翌日学校へ来ると、学校の入り口にマナ先生が立っていた。付近で話している人達が、校長がわざわざ出ていることでざわめいている。


『すみません。昨日は用事がありまして、学校を休みました』


居心地の悪さを誤魔化す様に礼と共に言葉を送る。


「そうですか……、まぁ、本来ならば急なことで登校出来なくなる事があるのはこの国では当たり前でしたわね。ここまで心配されたのも今まで休むことが今までに無かった勤勉さの証でしょうか」


マナ先生はそう言って納得したようだ。


「それはさておき、お決まりになられましたか? これからの道を」


マナ先生の言葉に、わたしは頷く。


『はい。やっぱり、折角回復魔術が使えるのだから、しっかりと物にしたいと思いました』


「ということは、私の元で学ぶ、と?」


『そうです。
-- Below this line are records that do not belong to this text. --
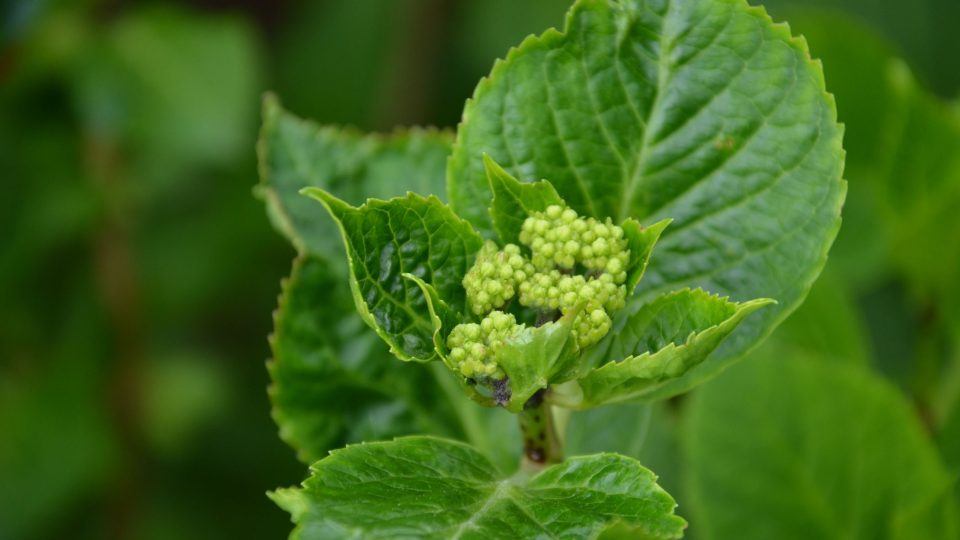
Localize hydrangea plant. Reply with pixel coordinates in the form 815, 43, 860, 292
260, 0, 845, 538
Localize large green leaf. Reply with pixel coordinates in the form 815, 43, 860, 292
304, 188, 483, 362
271, 437, 685, 540
684, 358, 960, 540
563, 401, 686, 513
568, 289, 772, 408
258, 95, 452, 260
268, 256, 461, 463
448, 0, 845, 396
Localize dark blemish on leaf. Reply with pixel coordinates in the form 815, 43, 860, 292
713, 135, 736, 152
493, 377, 511, 407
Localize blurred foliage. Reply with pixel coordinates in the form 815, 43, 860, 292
0, 0, 960, 540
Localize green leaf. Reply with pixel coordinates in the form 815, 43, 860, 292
267, 256, 460, 463
483, 155, 566, 244
403, 273, 462, 370
448, 0, 845, 397
563, 401, 685, 528
304, 188, 483, 362
257, 95, 451, 260
684, 358, 960, 540
270, 437, 686, 540
496, 311, 579, 412
569, 289, 773, 408
623, 218, 673, 291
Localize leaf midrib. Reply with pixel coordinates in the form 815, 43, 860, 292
616, 0, 673, 221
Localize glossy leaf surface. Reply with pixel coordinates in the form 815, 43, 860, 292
271, 437, 685, 540
448, 0, 845, 397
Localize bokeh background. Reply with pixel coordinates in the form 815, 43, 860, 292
0, 0, 960, 540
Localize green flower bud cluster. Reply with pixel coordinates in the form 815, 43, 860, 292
518, 205, 630, 348
447, 205, 630, 378
463, 240, 534, 315
447, 311, 523, 379
520, 200, 630, 285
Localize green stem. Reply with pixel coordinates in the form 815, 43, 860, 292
518, 390, 563, 471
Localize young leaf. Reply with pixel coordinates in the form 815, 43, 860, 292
267, 255, 460, 463
483, 155, 565, 244
622, 218, 673, 293
496, 312, 579, 412
683, 357, 960, 540
403, 273, 462, 370
448, 0, 845, 397
570, 289, 773, 408
257, 95, 452, 260
304, 188, 483, 362
270, 437, 686, 540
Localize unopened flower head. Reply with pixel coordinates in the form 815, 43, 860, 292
447, 311, 522, 379
456, 205, 630, 370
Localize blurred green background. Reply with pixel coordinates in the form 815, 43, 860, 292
0, 0, 960, 540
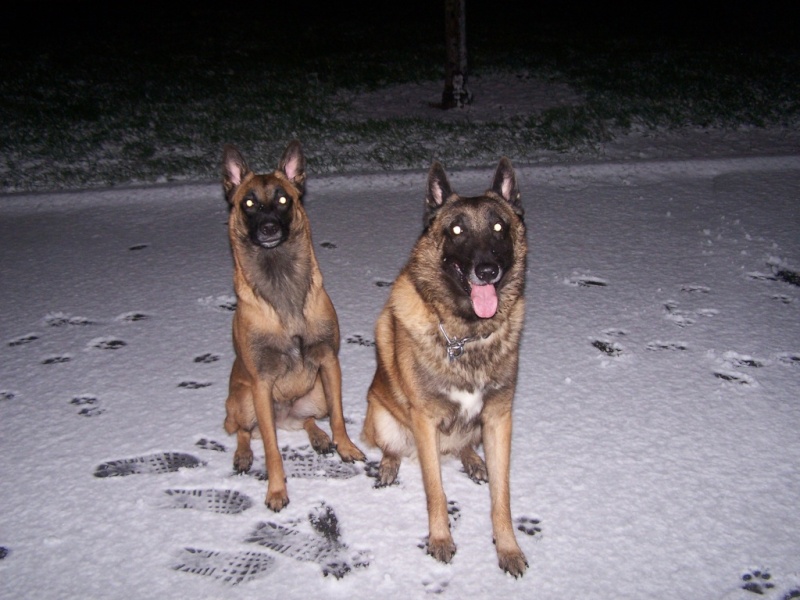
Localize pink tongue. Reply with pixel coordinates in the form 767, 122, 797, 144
470, 285, 497, 319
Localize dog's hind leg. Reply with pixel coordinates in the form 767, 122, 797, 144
303, 417, 334, 454
225, 358, 256, 473
319, 348, 367, 462
253, 381, 289, 512
411, 411, 456, 563
233, 429, 253, 473
482, 398, 528, 577
460, 446, 489, 483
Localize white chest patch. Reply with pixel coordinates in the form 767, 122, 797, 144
447, 388, 483, 421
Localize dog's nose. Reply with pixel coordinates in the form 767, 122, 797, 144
259, 221, 281, 236
475, 263, 500, 283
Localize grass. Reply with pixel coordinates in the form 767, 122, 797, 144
0, 0, 800, 191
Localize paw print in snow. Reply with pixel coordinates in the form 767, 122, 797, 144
89, 338, 128, 350
592, 340, 622, 356
514, 517, 542, 536
8, 333, 39, 348
44, 312, 92, 327
345, 333, 375, 348
194, 353, 219, 365
742, 569, 775, 595
564, 275, 608, 287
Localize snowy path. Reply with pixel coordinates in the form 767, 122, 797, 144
0, 157, 800, 600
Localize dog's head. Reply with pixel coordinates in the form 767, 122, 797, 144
423, 157, 527, 319
222, 141, 306, 249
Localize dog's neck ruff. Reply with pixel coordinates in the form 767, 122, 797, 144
439, 321, 488, 361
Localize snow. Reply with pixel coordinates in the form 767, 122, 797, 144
0, 76, 800, 600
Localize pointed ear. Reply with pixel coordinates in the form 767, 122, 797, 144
278, 140, 306, 195
222, 144, 250, 202
425, 161, 453, 227
492, 156, 524, 217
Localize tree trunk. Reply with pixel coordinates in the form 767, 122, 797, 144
442, 0, 472, 110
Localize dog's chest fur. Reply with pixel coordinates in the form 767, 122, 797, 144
445, 387, 483, 422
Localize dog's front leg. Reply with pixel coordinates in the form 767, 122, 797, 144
253, 381, 289, 512
481, 398, 528, 577
411, 407, 456, 563
320, 348, 367, 462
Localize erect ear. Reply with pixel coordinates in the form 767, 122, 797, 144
278, 140, 306, 195
425, 161, 453, 227
492, 156, 524, 217
222, 144, 250, 202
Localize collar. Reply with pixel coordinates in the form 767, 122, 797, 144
439, 321, 489, 362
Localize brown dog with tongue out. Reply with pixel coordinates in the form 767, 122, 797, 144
363, 158, 527, 577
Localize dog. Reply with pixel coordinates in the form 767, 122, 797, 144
222, 141, 365, 512
362, 157, 528, 577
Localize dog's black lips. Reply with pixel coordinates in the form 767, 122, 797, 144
443, 256, 472, 295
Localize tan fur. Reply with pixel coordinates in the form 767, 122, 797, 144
363, 159, 527, 577
223, 142, 365, 511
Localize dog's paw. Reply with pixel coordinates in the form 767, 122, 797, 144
264, 488, 289, 512
336, 439, 367, 462
376, 454, 400, 487
427, 536, 456, 563
233, 450, 253, 473
497, 548, 528, 579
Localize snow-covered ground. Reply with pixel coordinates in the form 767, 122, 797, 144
0, 149, 800, 600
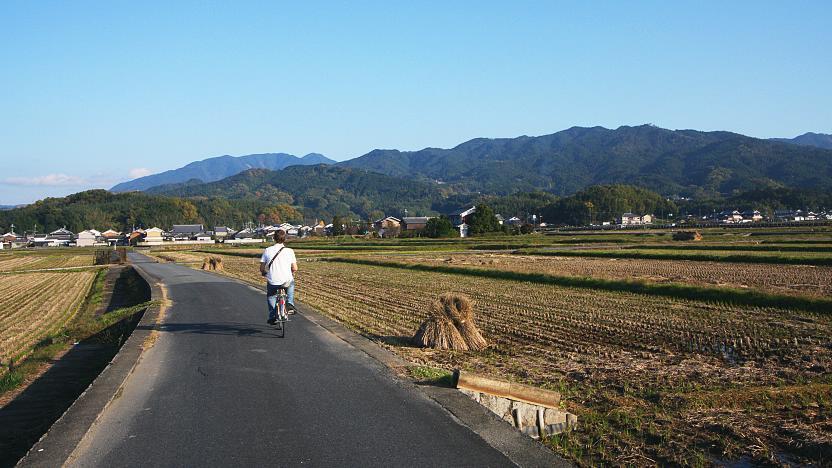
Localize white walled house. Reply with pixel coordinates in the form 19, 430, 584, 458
75, 230, 97, 247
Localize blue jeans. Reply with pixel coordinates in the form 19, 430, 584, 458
266, 281, 295, 320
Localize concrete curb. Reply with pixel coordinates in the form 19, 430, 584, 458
17, 263, 162, 467
209, 272, 574, 467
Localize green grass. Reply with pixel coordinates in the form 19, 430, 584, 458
517, 246, 832, 266
0, 268, 154, 394
321, 257, 832, 314
407, 366, 454, 387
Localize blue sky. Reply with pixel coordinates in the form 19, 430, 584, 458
0, 0, 832, 204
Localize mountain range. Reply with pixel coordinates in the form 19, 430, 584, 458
110, 153, 335, 192
146, 164, 445, 219
772, 132, 832, 149
112, 125, 832, 197
340, 125, 832, 197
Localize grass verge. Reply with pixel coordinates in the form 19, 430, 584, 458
516, 247, 832, 266
321, 257, 832, 314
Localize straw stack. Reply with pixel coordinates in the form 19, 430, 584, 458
413, 293, 488, 351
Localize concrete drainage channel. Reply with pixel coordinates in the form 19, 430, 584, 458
454, 371, 578, 439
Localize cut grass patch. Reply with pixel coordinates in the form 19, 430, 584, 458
407, 366, 454, 387
321, 257, 832, 314
516, 246, 832, 266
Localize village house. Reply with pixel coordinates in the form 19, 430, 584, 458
214, 226, 234, 242
401, 216, 431, 231
46, 226, 75, 245
714, 210, 743, 224
448, 206, 477, 237
101, 229, 123, 247
618, 213, 653, 226
373, 216, 402, 237
140, 227, 165, 245
223, 227, 265, 244
75, 229, 100, 247
742, 210, 763, 223
170, 224, 205, 241
127, 229, 144, 245
2, 230, 20, 244
774, 210, 806, 222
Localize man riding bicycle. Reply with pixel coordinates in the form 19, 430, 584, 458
260, 229, 298, 325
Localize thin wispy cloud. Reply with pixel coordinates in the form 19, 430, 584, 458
3, 174, 89, 187
127, 167, 153, 179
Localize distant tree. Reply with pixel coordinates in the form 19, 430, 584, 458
422, 215, 456, 238
468, 204, 503, 235
332, 216, 347, 236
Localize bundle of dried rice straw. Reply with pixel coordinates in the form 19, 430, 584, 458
413, 293, 488, 351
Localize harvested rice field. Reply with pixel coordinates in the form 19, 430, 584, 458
0, 252, 93, 272
164, 253, 832, 466
0, 270, 96, 364
366, 254, 832, 296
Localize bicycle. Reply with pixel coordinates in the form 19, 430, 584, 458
274, 286, 289, 336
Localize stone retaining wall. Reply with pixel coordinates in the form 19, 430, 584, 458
459, 388, 578, 439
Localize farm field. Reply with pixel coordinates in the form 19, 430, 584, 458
518, 246, 832, 266
164, 247, 832, 465
0, 252, 93, 272
365, 253, 832, 296
0, 270, 97, 364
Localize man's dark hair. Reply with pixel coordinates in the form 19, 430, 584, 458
274, 229, 286, 244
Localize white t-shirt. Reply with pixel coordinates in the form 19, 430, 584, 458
260, 244, 297, 285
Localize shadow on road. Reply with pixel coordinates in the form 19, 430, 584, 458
138, 322, 281, 338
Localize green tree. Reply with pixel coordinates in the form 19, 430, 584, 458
422, 215, 456, 238
468, 204, 503, 235
332, 216, 347, 236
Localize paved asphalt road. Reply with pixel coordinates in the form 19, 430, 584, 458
69, 254, 512, 467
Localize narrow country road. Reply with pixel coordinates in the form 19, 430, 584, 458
68, 254, 512, 467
......でも、一つだけして欲しいことがあるんです』


そう。それはわたしが昨日クインさんと話して決意したこと。

これがダメでも決意は変わらないが通ってくれた方が嬉しいのは確かだ。


「して欲しいこと?」


『して欲しいと言うか、取り入れて欲しいと言うか』


『《部活》を創りたいんです。』


わたしは前の世界での記憶を元に異世界の制度を提案する。


「《ぶかつ》......? ですか? それは一体どう言った物なのでしょうか」


やはりこの世界には無いことなのだろう、校長が怪訝そうに聞き返してくる。


『えっとですね......とりあえず、移動しながら話しましょうか。いつまでも校門前に居る訳にも行きませんし』


頷いた校長先生と共に、マナ先生の部屋へと歩く。



わたしがこの世界で提案した《部活》は、《部活》と言っても、本格的にスポーツや道をするのではない。この世界でするのは、好きなことの研究だ。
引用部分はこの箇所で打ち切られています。